Kids, Don't Try This at Home...

Doug Abadie and friend Video Taping at Sears Point Raceway, c. 1975

Doug Abadie on his highly modified Commando S shown here gassing it through a sweeper at Sears Point toting a cameraman.  He rode this motorcycle vigorously but with a smooth accomplishment which sometimes gave people riding behind him on back roads the mistaken notion that they should pass him and step up the pace.  This ended in disaster for the upstart often enough that this guy got somewhat of a rep and  became referred to by  some as "the crafty phantom".  This even happened once with a rider who was the then-current AFM Number One plate holder!

If you wonder why the cameraman looks suspiciously like Dick Mann, it may be because he's wearing a 'recycled' set of BSA factory leathers.  It's actually Kip Culver, who's experience as a sidecar monkey and coolness in the sort of situation pictured above made him well qualified for the task at hand.  He probably didn't think it was a daunting idea.

The video equipment used here has a camera, attached by the cable seen atop the shooter's shoulders, which is going around his neck to the rather large cassette recorder and battery pack he's holding between the two of them with his elbows and knees.... while making his shot!  And it's a good tape.

Probably this photo belongs in the Rogues Gallery, both these guys are abundantly qualified. 

This motorcycle is one we don't have any "mug shots" of, but did a lot of work on.  It started life as a '69 S model and picked up the Dunstall fuel tank, seat, tacky exhaust plumbing and front brake at different points along the way. 

The motor was hot enough to be marginally streetable for the every-day slogging it was subjected to; at one point, it began shredding gearboxes and that financially ruinous trait was cured by fitting the older single row primary drive and matching mainshaft.   Of course, it's not as good a clutch, but it does have a cush drive that works.  No more blown trannies.

Amazingly (to this rider, anyway) the front brake, with its tiny rotors, worked pretty well.  They were a bugger to work on; the calipers are integrally cast into the fork legs, with two live pistons on each caliper.  You couldn't split the caliper to work on it, all access was through the bore from the outside (you can infer the small piston size from the ring nut visible on the caliper).

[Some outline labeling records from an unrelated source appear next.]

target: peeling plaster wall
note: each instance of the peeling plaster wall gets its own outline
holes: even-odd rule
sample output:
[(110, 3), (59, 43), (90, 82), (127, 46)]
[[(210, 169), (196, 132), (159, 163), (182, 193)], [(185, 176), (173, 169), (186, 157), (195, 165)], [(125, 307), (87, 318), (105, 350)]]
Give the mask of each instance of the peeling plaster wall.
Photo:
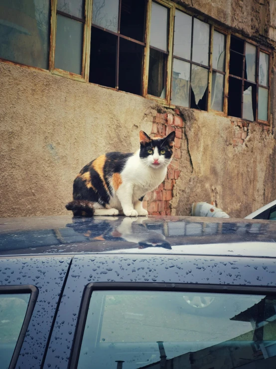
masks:
[[(276, 0), (177, 2), (264, 44), (276, 45)], [(166, 201), (166, 214), (188, 215), (193, 202), (214, 201), (231, 216), (243, 217), (275, 200), (273, 56), (271, 126), (266, 130), (250, 123), (243, 138), (238, 119), (173, 111), (139, 96), (0, 62), (1, 216), (67, 214), (64, 204), (80, 169), (107, 151), (137, 149), (140, 129), (156, 133), (157, 113), (179, 115), (183, 122), (180, 175), (171, 179), (173, 198), (156, 199)], [(160, 191), (170, 196), (166, 183)], [(163, 199), (164, 193), (157, 195)], [(154, 194), (148, 198), (153, 200)], [(159, 211), (156, 205), (152, 208)]]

Doug liked the skinny 3.60x19 Dunlop K-81 on the front, this writer  personally had no fondness for that tire at all.  It did make for a quick handler.

After riding this bike for a number of years, Doug got his hands on a Rickman-Kawasaki with a pumped up 1100cc Yoshimura Z-1 engine.  He'd gotten tired of the unending minor maintenance that accompanied being married to the Norton and probably bored with its performance as well.   In the pre-Ninja '70's, that pumped up Kwakker was hands down as fast as anything on the road, anywhere.  He also didn't have to work on it.   The Norton  became a dust-collector and was sold.